I don’t write about provocative stuff much any more because I simply can’t handle the horrible emails, comments and hassling. Yeah, fuckwits, you won this round.

But I take my revenge by being a confident, capable woman working with other women to make safe dance spaces.

One of the reasons Blair is not called to account is fear. I interviewed a number of people in the course of researching this article. Almost all of them warned me about what would happen if I went ahead. Some were too afraid to go on the record about him because of the reaction it might incur. I was told that he would go through my social media photos, searching for images that he might be able to use to shame me, as he did with Clem Bastow. He would go back through all my published articles to find things he could misrepresent or misquote. That he would post about me and I’d be attacked on twitter and by email with vicious personal slurs. I understand this risk, fear of being trolled means many people remain silent about what he is doing. This is a problem, not for him, but for journalism (Jane Gilmore Bat Country for Old Men)

It’s worth noting that if you’re a woman commenting on racism or sexism or homophobia in the lindy hop community in a public forum, you’ll end up with a rash of fairly horrible comments, emails, and messages. We like to pretend that we are a lovely fairy floss community, but as Montreal’s recent troubles, various black face routines at international dance competitions, and reports of sexual assault in lindy hop scenes demonstrate, the dance might be happy, but the dancers are as likely to behave badly as non-dancers.

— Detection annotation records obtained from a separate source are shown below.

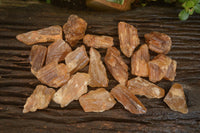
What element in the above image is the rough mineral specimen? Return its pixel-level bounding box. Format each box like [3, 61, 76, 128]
[144, 32, 172, 54]
[164, 60, 177, 81]
[88, 48, 109, 87]
[79, 88, 116, 112]
[131, 44, 150, 77]
[29, 45, 47, 72]
[148, 54, 172, 82]
[23, 85, 55, 113]
[127, 77, 165, 98]
[32, 61, 70, 88]
[63, 15, 87, 46]
[118, 22, 140, 57]
[53, 73, 90, 107]
[104, 47, 128, 85]
[164, 83, 188, 114]
[46, 39, 72, 64]
[16, 25, 62, 45]
[65, 45, 89, 73]
[83, 34, 114, 48]
[111, 84, 147, 114]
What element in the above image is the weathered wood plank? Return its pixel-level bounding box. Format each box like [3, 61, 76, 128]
[0, 0, 200, 133]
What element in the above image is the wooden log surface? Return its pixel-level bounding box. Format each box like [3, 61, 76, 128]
[0, 0, 200, 133]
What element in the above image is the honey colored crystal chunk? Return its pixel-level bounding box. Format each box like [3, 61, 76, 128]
[164, 60, 177, 81]
[148, 54, 172, 82]
[104, 47, 128, 85]
[79, 88, 116, 112]
[83, 34, 114, 48]
[88, 48, 109, 87]
[46, 39, 72, 64]
[16, 25, 62, 45]
[164, 83, 188, 114]
[53, 73, 90, 107]
[144, 32, 172, 54]
[29, 45, 47, 72]
[63, 15, 87, 46]
[32, 61, 70, 88]
[65, 45, 89, 73]
[118, 22, 140, 57]
[127, 77, 165, 98]
[23, 85, 55, 113]
[111, 84, 147, 114]
[131, 44, 150, 77]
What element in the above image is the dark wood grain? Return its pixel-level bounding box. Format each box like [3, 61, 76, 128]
[0, 0, 200, 133]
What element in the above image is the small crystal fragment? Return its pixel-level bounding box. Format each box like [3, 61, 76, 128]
[104, 47, 128, 85]
[164, 83, 188, 114]
[148, 54, 172, 82]
[63, 15, 87, 47]
[46, 39, 72, 64]
[29, 45, 47, 72]
[88, 48, 108, 87]
[16, 25, 62, 45]
[79, 88, 116, 112]
[65, 45, 89, 73]
[23, 85, 55, 113]
[53, 73, 90, 107]
[111, 84, 147, 114]
[34, 61, 70, 88]
[164, 60, 177, 81]
[127, 77, 165, 98]
[144, 32, 172, 54]
[83, 34, 114, 48]
[118, 22, 140, 57]
[131, 44, 150, 77]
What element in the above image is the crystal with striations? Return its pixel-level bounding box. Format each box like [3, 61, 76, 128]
[34, 61, 70, 88]
[16, 25, 62, 45]
[144, 32, 172, 54]
[63, 15, 87, 47]
[23, 85, 55, 113]
[164, 60, 177, 81]
[83, 34, 114, 48]
[111, 84, 147, 114]
[148, 54, 172, 82]
[131, 44, 150, 77]
[46, 39, 72, 64]
[79, 88, 116, 112]
[88, 48, 109, 87]
[29, 45, 47, 72]
[104, 47, 128, 85]
[164, 83, 188, 114]
[118, 22, 140, 57]
[53, 73, 90, 108]
[65, 45, 89, 73]
[127, 77, 165, 98]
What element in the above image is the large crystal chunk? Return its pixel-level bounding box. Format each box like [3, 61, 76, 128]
[88, 48, 109, 87]
[53, 73, 90, 107]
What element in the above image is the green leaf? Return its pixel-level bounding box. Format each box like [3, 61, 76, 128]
[178, 9, 189, 20]
[107, 0, 124, 5]
[189, 8, 194, 15]
[183, 1, 194, 8]
[194, 4, 200, 14]
[192, 0, 200, 5]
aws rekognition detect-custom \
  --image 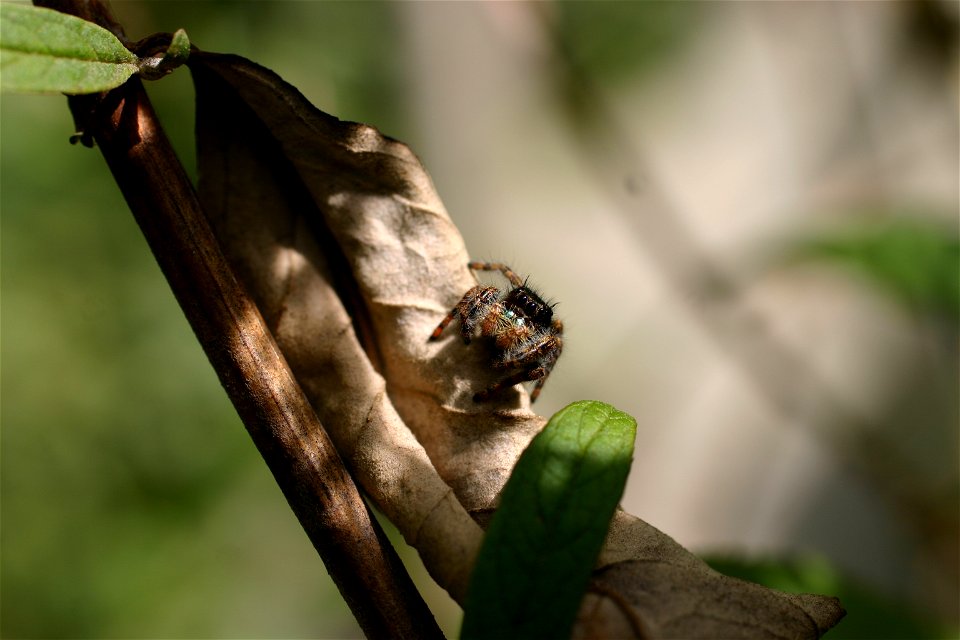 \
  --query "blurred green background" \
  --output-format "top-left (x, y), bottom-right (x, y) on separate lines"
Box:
top-left (0, 0), bottom-right (960, 638)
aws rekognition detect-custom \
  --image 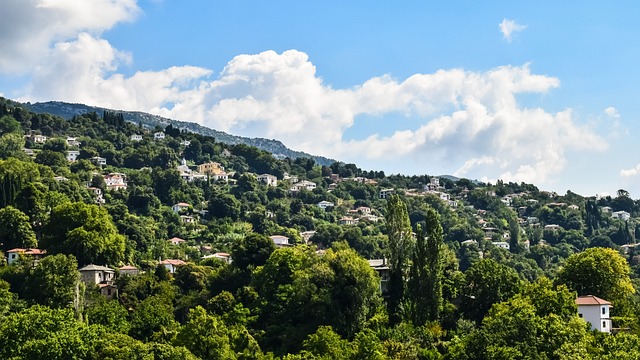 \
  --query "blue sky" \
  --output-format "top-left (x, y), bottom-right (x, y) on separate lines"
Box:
top-left (0, 0), bottom-right (640, 198)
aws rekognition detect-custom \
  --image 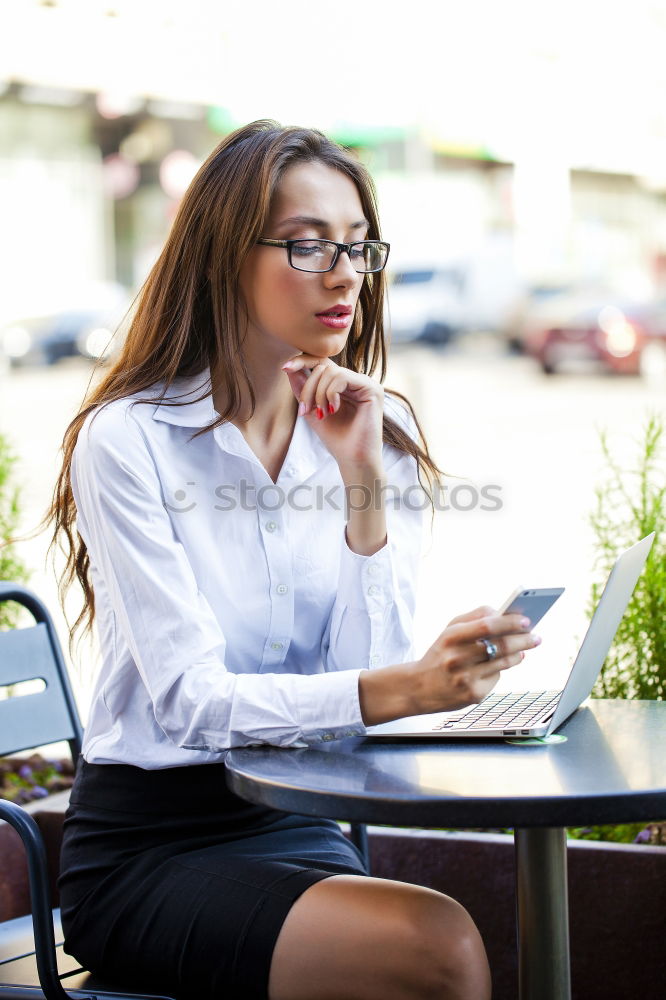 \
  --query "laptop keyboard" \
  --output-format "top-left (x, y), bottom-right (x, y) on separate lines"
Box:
top-left (433, 691), bottom-right (562, 730)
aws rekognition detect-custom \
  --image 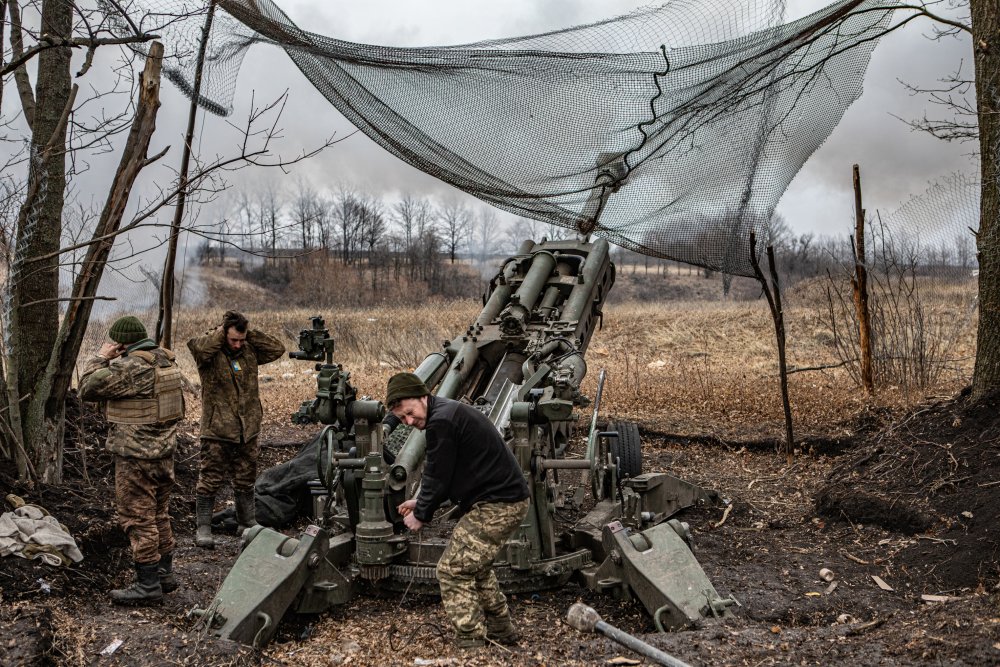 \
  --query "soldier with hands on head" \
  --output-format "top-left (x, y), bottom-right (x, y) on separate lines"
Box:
top-left (188, 310), bottom-right (285, 549)
top-left (79, 315), bottom-right (184, 605)
top-left (386, 373), bottom-right (528, 648)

This is why I have a very strict comments regulation policy on my own blog, and I will not respond to unpleasant private messages on facebook. I also make liberal use of the block button, and delete comments without explanation. Every time I write about issues of gender on my blog I get a whole raft of aggressive and occasionally frightening comments from lindy hoppers, so I have no interest in providing a public forum for abuse.

It’s also important for lindy hop aggregators to think about how they present provocative links on their own blogs and facebook pages: they’re channeling traffic to a site which usually results in one-off visits and drive-by harassment. I get the nastiest comments when big name dancers or aggregators link up my blog with provocative framing.